What Hasn’t Changed About Great CI, And What Has
1 August 2025
Strategic decisions in pharma haven’t changed. But the tools that support them have.
From pipeline prioritisation to launch sequencing, investment cases to in-licensing moves, the fundamentals of strategic decision-making in pharma are still driven by the same core needs: robust evidence, clear interpretation, and confident action. What’s changed is the volume of information, the speed of the landscape, and the tools at our disposal – AI being the most headline-grabbing among them.
But AI is a means, not the mission. As pharma leaders across commercial, R&D and BD recently told us, good CI today looks a lot like it always has: it’s still about helping teams ask better questions, focus on what matters, and act faster, with clarity and conviction. It’s just that now, there’s a lot more noise to cut through.
Filtering Signal from Noise in the Age of Info Overload
Pharma has always generated vast amounts of information – from clinical trials and earnings calls to congresses and market access filings. CI’s job has always been to filter, prioritise, and make sense of the information, helping teams navigate complexity and make decisions.
What’s changed is the sheer volume. Several executives called the level of noise in some therapeutic areas “incredible” and rising fast. AI helps manage that volume – automating alerts, scanning structured databases, flagging keywords. But it doesn’t make sense of it. “You still need a person,” one CI lead said. “AI can’t read nuance, context, or internal dynamics”.
AI Accelerates the ‘What’, But Can’t Deliver the ‘So What’
AI can pull together public information quickly – but it doesn’t generate new insights. As one respondent put it: “AI can only tell you what’s in the public domain.
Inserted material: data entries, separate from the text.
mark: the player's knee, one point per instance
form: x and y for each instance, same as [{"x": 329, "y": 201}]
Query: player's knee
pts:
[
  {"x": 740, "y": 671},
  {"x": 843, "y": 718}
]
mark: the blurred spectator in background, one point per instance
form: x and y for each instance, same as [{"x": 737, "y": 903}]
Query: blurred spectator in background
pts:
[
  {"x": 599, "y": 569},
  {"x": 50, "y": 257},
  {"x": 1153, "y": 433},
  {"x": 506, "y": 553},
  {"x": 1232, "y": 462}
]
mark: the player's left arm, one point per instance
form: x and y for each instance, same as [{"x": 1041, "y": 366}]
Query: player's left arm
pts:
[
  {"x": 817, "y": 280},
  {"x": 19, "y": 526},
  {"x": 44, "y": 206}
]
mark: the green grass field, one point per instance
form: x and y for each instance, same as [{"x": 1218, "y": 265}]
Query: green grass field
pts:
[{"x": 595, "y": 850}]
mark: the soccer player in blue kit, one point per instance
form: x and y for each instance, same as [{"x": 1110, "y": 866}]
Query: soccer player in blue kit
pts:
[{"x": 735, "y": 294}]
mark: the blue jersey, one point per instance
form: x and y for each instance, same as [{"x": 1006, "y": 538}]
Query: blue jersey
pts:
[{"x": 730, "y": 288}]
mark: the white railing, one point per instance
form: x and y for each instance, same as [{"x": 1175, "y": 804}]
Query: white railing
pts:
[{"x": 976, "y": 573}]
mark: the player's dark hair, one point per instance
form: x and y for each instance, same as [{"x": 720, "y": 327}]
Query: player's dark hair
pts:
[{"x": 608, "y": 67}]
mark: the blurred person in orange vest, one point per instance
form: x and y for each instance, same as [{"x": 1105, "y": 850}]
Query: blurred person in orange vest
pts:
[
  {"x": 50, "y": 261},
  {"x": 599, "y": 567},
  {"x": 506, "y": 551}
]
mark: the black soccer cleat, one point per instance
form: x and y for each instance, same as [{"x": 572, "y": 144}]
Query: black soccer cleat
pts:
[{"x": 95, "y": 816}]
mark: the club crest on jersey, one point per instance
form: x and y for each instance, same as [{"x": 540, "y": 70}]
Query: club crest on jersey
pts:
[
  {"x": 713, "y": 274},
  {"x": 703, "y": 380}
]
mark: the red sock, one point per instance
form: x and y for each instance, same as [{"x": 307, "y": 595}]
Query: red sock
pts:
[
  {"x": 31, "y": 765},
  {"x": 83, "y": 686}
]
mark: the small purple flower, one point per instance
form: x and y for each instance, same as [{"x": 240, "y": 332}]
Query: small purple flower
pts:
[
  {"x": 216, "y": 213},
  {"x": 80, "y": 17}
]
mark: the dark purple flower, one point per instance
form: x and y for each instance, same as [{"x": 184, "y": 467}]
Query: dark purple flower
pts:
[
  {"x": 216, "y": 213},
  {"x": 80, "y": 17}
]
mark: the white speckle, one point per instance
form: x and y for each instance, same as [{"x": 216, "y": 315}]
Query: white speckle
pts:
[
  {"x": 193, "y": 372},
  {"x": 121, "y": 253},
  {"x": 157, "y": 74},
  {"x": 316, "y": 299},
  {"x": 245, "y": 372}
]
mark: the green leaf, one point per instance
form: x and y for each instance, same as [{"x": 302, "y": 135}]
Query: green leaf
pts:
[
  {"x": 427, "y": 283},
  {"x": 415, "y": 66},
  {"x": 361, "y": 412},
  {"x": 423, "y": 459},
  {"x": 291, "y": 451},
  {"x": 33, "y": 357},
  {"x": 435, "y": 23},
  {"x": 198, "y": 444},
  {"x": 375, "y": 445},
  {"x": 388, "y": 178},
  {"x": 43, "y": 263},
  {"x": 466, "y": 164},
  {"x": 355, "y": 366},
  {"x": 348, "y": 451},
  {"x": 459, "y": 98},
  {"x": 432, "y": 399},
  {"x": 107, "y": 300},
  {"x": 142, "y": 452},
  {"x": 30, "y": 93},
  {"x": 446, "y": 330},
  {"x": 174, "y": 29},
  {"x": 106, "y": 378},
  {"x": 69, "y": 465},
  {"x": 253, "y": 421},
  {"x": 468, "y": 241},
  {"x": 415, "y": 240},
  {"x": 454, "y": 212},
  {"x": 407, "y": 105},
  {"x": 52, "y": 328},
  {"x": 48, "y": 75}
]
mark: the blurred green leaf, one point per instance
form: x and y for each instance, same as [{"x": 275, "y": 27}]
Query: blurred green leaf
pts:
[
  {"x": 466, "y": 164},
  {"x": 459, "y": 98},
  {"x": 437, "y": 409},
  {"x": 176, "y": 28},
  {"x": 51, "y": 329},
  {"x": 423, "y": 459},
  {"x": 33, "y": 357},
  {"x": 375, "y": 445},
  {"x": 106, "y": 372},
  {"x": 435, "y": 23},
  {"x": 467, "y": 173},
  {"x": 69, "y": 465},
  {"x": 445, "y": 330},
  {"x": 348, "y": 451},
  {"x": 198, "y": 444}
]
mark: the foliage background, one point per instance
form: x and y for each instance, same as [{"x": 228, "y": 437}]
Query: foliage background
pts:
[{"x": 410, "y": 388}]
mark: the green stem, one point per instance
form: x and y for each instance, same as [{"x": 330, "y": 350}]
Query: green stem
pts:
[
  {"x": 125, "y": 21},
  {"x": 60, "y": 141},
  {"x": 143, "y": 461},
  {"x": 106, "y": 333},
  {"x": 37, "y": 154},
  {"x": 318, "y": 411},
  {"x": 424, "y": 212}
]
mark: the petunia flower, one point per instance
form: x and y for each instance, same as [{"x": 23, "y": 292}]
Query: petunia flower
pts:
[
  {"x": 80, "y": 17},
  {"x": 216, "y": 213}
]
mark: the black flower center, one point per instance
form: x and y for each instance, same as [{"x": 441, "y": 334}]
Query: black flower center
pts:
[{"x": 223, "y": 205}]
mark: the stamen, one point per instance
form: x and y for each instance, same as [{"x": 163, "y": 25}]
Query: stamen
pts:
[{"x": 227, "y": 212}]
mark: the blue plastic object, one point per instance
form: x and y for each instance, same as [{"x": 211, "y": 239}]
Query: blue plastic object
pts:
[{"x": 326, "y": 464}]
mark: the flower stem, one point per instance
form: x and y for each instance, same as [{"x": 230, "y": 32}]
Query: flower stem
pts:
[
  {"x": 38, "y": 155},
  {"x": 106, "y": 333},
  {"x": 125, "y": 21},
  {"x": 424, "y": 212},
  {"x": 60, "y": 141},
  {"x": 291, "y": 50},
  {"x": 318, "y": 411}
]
Primary CI still has huge value, because it’s based on what isn’t”. What AI provides today is consolidation, not interpretation.
The ‘so what’ – and the ‘now what’ – still come from expert judgment, disease-area context, and a real understanding of what’s at stake.
External Partners Bring Bandwidth, Balance and a Broader View
As pharma restructures and streamlines, all functions are getting leaner. But complexity is rising. Teams are being asked to do more – with less. “Every time complexity increases, pharma increases its spend with agencies,” one experienced leader noted. “Eventually they realise: we don’t just need tools – we need help”. External partners offer scale, technical depth, and the flexibility to ramp up when needed. They help lean teams absorb volume and keep strategic work moving.
Importantly, external partners challenge the ‘group think’ and the ‘misplaced confidence’ of internal teams, not allowing the echo chamber of internal bias to takeover, they are neither emotionally attached to the asset or overly optimistic of its potential, instead they bring in external evidence, external perspective and critically, external opinion, as one Big Pharma leader said, “We wear rose-tinted glasses… external perspective helps leaders reflect on what we should be doing differently”
Good partners don’t just challenge – they contribute. They ask the hard questions internal teams may not.
The Best CI Doesn’t Just Inform – It Aligns
One of the clearest reasons to bring in external CI support? They’re not just advisors. They’re facilitators of alignment.
Whether it’s competitor simulations, scenario planning, or pipeline workshops, external partners bring stakeholders together around insight-driven action. Unlike more traditional strategy consultancies that often default to off-the-shelf frameworks, CI agencies build tailored, insight-driven engagements rooted in the competitive landscape, stakeholder dynamics, and specific business challenges. Their solutions are shaped by context, not templates.
As one portfolio lead put it: “A CI agency is often better suited than a strategy consultancy. They already know the context, they know the stakeholders, and they can build the right briefing pack”. That context matters. In high-stakes settings – such as scenario planning, war games, or launch simulations, it’s the ability to ground discussion in relevant, actionable, competitor-specific insight that drives alignment. The best CI agencies don’t just bring the data, they bring the debate.
Conclusion: The Tools Have Changed. The Mission Hasn’t.
Pharma decision-making is still about clarity, confidence, and competitive edge. Great CI enables that by turning complexity into focus – and insight into action. Today, that requires both technology and trusted partners.
AI is part of the toolkit. But it’s strategic CI – often co-created with expert external teams – that makes the difference between just knowing something and doing something about it.